There were 25,836 hot dogs and 25,296 sodas issued to fans who hung around the Stadium all day Monday, which cost a significant chunk of change, in addition to staffing what the Yankees thought would be two games on Labor Day. Fans in attendance also were given rain checks they could use at any of the Yankees’ remaining home games this season.

The Yankees have submitted a bill to Selig and MLB, with the league and the Devil Rays expected to help cover some of that money lost.

“It’s in his lap,” George Steinbrenner said of Selig as the Boss entered Yankee Stadium just before 3 p.m. yesterday. “He’s got to do something.”

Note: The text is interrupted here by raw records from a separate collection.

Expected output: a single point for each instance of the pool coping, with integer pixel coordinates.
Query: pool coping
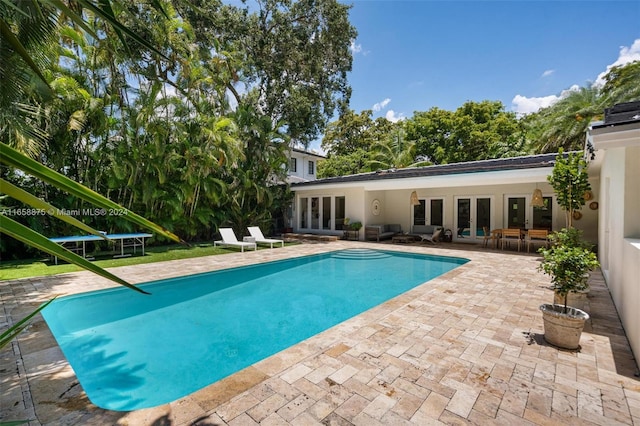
(348, 372)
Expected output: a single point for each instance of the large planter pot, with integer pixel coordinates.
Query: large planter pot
(563, 329)
(576, 299)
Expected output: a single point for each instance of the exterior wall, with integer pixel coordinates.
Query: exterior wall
(619, 251)
(302, 168)
(395, 205)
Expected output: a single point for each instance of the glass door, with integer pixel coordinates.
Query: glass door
(472, 216)
(517, 212)
(430, 211)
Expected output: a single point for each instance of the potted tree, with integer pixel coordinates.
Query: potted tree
(570, 237)
(569, 260)
(568, 267)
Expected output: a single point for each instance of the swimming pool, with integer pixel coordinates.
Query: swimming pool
(132, 351)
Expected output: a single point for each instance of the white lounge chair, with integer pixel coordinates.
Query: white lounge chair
(260, 238)
(229, 239)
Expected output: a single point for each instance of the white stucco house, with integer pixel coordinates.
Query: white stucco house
(303, 165)
(467, 197)
(462, 197)
(616, 142)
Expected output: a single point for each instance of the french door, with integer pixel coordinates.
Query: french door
(520, 214)
(472, 216)
(430, 211)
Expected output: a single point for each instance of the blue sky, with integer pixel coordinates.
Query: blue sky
(414, 55)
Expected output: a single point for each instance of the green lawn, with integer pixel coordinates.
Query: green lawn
(11, 270)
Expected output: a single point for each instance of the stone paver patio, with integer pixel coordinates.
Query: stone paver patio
(464, 348)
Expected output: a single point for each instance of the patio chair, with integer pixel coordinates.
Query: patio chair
(432, 238)
(487, 235)
(511, 234)
(229, 239)
(537, 236)
(260, 238)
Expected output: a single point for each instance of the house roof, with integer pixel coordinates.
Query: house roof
(620, 128)
(501, 164)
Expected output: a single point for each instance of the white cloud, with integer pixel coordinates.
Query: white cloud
(524, 105)
(627, 54)
(380, 105)
(394, 117)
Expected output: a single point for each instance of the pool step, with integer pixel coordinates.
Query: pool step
(311, 237)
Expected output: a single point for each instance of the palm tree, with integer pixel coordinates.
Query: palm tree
(27, 29)
(565, 123)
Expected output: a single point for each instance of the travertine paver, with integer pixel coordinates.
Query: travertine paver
(466, 347)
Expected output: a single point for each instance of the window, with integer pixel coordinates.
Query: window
(339, 212)
(419, 213)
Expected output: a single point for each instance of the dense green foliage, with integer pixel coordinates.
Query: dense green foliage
(192, 134)
(570, 181)
(355, 143)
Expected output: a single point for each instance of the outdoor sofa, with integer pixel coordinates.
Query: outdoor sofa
(381, 232)
(425, 232)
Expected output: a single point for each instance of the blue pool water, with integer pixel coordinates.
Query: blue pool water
(132, 351)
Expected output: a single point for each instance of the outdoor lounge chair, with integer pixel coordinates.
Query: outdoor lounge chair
(260, 238)
(432, 238)
(229, 239)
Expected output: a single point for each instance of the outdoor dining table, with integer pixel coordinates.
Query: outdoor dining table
(496, 235)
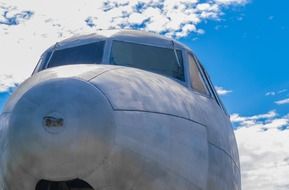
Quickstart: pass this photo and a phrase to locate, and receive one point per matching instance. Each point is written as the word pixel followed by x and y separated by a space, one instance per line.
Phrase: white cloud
pixel 27 28
pixel 273 93
pixel 221 91
pixel 7 83
pixel 284 101
pixel 263 148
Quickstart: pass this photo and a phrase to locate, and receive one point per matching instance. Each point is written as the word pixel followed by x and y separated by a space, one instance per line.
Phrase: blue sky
pixel 247 52
pixel 242 43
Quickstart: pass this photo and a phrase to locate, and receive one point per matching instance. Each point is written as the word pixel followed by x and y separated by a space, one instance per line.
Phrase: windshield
pixel 164 61
pixel 84 54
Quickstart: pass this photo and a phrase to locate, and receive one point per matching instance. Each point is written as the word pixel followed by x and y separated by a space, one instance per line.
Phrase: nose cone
pixel 61 128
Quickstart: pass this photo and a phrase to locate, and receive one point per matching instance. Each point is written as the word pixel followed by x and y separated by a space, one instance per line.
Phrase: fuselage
pixel 130 111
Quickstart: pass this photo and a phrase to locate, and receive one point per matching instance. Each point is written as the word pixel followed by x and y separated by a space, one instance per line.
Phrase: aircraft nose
pixel 61 128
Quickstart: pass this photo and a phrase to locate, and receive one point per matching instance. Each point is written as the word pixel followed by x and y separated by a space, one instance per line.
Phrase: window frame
pixel 207 82
pixel 57 48
pixel 209 95
pixel 183 82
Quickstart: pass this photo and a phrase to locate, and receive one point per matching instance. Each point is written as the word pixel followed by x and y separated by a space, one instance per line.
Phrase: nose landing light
pixel 53 122
pixel 50 121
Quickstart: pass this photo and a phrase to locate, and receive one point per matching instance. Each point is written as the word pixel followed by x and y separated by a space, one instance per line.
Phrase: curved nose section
pixel 61 128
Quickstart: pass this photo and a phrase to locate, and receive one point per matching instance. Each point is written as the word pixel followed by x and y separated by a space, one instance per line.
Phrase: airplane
pixel 129 111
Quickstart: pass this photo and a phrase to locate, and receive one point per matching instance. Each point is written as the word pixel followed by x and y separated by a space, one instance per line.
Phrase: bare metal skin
pixel 115 128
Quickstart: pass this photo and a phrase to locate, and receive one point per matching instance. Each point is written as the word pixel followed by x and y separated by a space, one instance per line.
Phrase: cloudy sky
pixel 243 44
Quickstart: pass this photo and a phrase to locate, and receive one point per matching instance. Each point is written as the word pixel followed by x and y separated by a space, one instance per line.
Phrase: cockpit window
pixel 84 54
pixel 160 60
pixel 196 77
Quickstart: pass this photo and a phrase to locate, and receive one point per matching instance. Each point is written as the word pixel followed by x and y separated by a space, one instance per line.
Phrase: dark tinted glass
pixel 151 58
pixel 84 54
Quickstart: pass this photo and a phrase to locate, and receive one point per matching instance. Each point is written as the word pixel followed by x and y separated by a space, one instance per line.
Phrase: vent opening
pixel 76 184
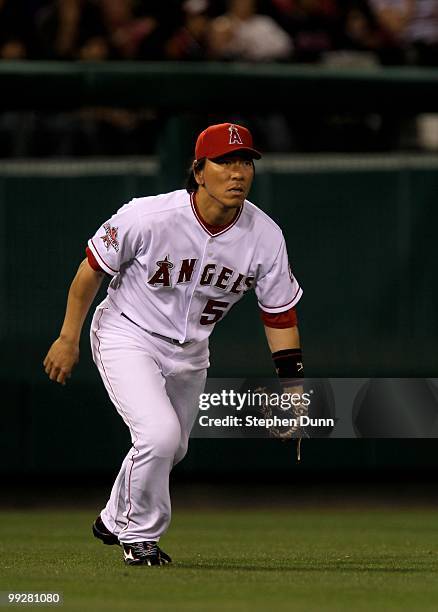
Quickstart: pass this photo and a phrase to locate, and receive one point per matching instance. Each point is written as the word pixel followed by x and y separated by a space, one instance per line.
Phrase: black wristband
pixel 289 363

Steinbrenner’s rain-soaked comment was much less biting than those he uttered a day before, when he came close to calling Selig and Bob DuPuy, MLB president and COO, liars, in reference to the many versions of Tampa Bay’s travel itinerary that have been floating around, both in public and behind closed doors. The Boss, in danger of being fined by MLB, was quoted saying, “If DuPuy and Selig are lying, then they should be called on it. We want the truth to be told and then you’ll see how we’ve been put upon.”

DuPuy said of being called a liar, “He certainly intimated that. The idea that the commissioner’s office would lie to the Yankees about the schedule of games is preposterous. There is no advantage to doing that. What would we be lying about? All we tried to do all weekend is accommodate them and keep them informed of Tampa Bay’s efforts to get to New York. I warned them Sunday that [Tampa Bay] had not gotten a charter and that they would convene at [Tropicana Field] at 8 a.m.”

DuPuy said he spoke to Steinbrenner and Yankees execs Randy Levine, Lonn Trost and GM Brian Cashman at 1 p.m. Sunday.

“They told me that if Tampa Bay wasn’t there by 1 p.m. they would take the field for a forfeit and that one-half hour later they wanted the second game to start,” DuPuy said. “I told them that wasn’t going to happen.”

Instead, DuPuy gave the Yankees three options on Saturday, two days before the scheduled games. A forfeit wasn’t one of them.

“I said they could cancel [Monday’s doubleheader] and reschedule doubleheaders for Tuesday and Wednesday,” DuPuy said. “Or they could delay the start of the first game [Monday] until Tampa Bay arrives and play the doubleheader. Or play one game [Monday] and reschedule the other as a doubleheader Tuesday, Wednesday or Thursday.

“At the end of Saturday, after they beat the Orioles, we talked and they asked if it would help if they delayed the start of the first game to 3 p.m., and I said any delay would help,” DuPuy said.